Despite the growth of e-commerce and digital banking, old-fashioned ways to pay still reign in some corners of the economy. Two-thirds of renters pay either in cash or by paper check, according to a survey by the Boston Federal Reserve a few years ago.

Now, a couple of former HubSpot product managers, Remen Okoruwa and Ben Keller, see that as an opportunity. They’re debuting a new app this month called Rentdrop to digitize payments between landlords and renters.
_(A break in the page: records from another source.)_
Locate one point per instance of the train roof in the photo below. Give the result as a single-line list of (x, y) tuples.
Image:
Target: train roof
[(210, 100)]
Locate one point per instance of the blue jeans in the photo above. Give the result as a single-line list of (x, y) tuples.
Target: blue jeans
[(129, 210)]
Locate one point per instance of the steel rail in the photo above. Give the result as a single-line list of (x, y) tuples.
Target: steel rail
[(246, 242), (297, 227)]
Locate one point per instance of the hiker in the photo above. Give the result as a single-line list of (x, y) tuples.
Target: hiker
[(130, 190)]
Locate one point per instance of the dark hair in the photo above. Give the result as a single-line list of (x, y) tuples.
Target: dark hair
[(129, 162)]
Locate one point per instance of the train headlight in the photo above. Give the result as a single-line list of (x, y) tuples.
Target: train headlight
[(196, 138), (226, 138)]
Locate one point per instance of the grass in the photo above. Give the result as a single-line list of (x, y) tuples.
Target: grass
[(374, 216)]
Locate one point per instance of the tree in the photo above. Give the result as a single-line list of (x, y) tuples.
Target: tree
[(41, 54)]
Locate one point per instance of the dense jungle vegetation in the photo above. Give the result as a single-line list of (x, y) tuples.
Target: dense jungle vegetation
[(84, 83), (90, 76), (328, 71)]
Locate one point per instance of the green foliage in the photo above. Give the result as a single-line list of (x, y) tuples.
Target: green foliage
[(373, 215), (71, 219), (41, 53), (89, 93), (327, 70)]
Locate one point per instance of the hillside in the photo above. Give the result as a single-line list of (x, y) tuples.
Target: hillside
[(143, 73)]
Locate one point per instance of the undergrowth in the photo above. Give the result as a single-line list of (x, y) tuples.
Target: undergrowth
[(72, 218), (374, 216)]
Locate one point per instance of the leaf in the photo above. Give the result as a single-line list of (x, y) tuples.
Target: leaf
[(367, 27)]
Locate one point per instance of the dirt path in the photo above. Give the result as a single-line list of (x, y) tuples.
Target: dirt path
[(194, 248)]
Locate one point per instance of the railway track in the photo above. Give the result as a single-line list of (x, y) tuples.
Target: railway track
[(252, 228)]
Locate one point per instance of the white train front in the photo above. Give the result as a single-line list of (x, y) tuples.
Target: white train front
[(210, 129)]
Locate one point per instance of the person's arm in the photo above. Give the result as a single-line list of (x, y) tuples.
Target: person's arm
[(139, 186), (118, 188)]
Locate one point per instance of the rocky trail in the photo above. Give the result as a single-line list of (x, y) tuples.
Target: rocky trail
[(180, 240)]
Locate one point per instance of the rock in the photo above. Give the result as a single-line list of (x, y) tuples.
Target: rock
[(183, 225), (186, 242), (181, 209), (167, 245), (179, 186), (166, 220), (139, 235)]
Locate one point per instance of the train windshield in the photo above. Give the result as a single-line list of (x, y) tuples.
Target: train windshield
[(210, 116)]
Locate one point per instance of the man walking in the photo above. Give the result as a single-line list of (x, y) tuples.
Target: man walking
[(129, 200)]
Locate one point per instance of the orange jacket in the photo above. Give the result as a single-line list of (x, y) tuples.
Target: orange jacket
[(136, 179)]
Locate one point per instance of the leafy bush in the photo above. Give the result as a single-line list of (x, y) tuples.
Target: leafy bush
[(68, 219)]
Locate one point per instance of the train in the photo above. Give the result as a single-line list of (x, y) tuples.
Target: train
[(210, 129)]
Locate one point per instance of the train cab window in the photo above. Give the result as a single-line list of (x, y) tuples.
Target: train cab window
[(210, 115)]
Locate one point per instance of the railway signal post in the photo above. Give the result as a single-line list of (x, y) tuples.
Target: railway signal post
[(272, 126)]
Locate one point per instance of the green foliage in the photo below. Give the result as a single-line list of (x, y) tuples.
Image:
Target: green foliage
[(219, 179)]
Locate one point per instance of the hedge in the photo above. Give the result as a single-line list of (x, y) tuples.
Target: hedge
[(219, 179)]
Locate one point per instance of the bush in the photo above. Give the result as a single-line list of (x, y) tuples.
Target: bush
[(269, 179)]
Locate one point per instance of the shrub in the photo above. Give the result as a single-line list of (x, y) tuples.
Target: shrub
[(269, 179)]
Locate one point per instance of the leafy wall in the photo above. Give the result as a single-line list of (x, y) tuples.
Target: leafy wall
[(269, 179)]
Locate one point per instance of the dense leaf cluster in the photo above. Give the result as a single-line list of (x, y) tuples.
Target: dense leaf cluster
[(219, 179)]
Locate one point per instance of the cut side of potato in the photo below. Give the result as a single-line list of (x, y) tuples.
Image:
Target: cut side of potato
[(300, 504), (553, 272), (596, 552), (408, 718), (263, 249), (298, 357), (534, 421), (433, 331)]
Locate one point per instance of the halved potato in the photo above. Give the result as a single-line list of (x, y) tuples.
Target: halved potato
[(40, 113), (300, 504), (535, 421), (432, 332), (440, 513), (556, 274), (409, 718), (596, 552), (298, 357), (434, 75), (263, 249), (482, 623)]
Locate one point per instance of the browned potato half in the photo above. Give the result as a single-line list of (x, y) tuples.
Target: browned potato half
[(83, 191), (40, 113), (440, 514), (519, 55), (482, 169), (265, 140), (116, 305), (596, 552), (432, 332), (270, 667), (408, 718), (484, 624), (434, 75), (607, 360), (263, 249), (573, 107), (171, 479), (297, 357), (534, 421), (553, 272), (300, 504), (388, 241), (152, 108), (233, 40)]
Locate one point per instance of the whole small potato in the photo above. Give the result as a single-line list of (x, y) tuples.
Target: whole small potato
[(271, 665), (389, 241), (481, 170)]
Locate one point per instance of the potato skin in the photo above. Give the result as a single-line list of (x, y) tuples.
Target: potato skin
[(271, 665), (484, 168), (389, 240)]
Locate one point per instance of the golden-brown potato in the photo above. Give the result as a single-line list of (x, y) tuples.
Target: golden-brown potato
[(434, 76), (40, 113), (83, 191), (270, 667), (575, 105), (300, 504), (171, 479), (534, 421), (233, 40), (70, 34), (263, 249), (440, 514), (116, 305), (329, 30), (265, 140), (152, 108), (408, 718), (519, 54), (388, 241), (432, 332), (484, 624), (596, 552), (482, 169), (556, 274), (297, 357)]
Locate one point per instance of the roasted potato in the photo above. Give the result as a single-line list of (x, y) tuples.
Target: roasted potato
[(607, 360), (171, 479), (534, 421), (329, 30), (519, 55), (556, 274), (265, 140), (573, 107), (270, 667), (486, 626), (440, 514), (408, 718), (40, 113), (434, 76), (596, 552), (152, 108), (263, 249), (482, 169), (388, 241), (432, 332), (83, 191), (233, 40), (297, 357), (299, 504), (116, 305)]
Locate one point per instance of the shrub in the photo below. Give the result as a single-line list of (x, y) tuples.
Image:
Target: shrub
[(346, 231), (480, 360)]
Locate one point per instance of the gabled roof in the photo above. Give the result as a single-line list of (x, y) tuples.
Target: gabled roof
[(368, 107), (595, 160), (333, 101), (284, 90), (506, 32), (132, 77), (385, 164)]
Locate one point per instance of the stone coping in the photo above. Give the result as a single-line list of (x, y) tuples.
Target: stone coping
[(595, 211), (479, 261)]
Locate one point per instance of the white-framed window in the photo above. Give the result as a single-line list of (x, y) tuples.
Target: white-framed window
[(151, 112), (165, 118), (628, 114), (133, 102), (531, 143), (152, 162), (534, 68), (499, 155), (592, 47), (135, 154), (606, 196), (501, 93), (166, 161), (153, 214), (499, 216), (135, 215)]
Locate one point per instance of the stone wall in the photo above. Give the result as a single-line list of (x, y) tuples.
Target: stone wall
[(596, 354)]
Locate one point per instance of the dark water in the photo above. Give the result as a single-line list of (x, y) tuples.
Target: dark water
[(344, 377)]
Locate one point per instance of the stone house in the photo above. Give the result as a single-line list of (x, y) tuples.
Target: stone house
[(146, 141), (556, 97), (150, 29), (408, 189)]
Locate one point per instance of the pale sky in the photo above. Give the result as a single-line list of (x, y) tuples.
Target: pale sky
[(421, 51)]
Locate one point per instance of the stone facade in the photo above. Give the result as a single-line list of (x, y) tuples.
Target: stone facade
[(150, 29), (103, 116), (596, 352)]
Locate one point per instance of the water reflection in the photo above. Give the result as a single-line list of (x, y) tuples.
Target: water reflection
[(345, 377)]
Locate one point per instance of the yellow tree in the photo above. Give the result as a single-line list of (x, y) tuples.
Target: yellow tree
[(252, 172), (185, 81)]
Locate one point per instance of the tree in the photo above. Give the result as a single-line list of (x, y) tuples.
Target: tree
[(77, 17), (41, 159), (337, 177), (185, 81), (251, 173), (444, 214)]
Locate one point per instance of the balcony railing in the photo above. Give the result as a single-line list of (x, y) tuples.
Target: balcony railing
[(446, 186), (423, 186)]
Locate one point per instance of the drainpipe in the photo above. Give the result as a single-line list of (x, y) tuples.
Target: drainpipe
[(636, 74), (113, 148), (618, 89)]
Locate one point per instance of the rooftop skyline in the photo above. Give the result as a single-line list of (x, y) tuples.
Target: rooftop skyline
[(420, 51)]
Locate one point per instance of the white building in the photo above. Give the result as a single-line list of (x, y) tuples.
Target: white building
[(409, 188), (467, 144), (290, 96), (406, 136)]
The app lets people pay their rent via a connection to their bank account and send it to their landlord either electronically or via a check issued through Rentdrop. There’s even a handy autopay feature for more forgetful renters.


Renters can sign up on their own to avoid having to mail a rent check, or landlords can sign up and enroll their renters. There is no fee for renters, unless they pay by credit card, and no fee for landlords. Rentdrop plans to make money via premium service add-ons and by marketing other services to users.

“It’s nothing revolutionary, but it’s giving people exactly what they want,” Okoruwa said.

The Nigerian-American Harvard grad and his Boston College alum cofounder plan to start off by targeting the region’s off-campus housing market. With about 30,000 student renters in the area, it’s a suitable microcosm to hone their marketing efforts for a broader launch next year. Rentdrop estimates there are 165 college towns in the United States with at least 20,000 student renters each.

“We want to prove out in one of the biggest college towns in the country,” Okoruwa said. The plan is to “crack the code for renter acquisition in Boston and use those insights to scale across the country.”

The idea for the app sprouted from the two cofounders’ experiences splitting the rent with roommates. Okoruwa says he and two roommates had to engage in a monthly “Venmo shuffle,” as their landlord wanted a single paper check. Keller had an even more complex scheme with his four roommates. The group opened a shared bank account just to write a check for rent and kept a debit card that each roommate had to use once a month to deposit their share.


Okoruwa is hoping the new service catches on with young people enough to become a verb, a la Google or Uber.

“When you think about renting, what tech company do you think about now? Nothing,” he said. “We want to build a brand synonymous with renting ... I want ‘Rentdrop’ to be a verb.”

Another key feature of Rentdrop could help renters get access to credit. The service reports on-time rent payments to credit bureaus, allowing users to establish a good credit record even if they don’t have credit cards, car loans, or other kinds of borrowing.

To create Rentdrop’s service, the company is relying on a variety of larger fintech companies like Stripe and Dwolla that provide the underlying technology to enable features like bank transfers and autopay. By providing these basic financial service building blocks, the companies are making it easier for upstarts like Rentdrop to compete with big banks and credit card companies, said Sarah Biller, founder of the FinTech Sandbox and a member of MassChallenge’s FinTech Board of Advisors.

“Large firms still dominate the delivery of financial services and products,” Biller said. “But, not to be too kitsch, past performance is not indicative of future results.”


Rentdrop’s service has been beta-testing since January and has signed up hundreds of landlords and renters. It is also processing hundreds of thousands of dollars per month, increasing by 80 percent per month.

“There’s $300 billion of rent — we could keep this growth rate up for a while and still not equal 1 percent,” Okoruwa said.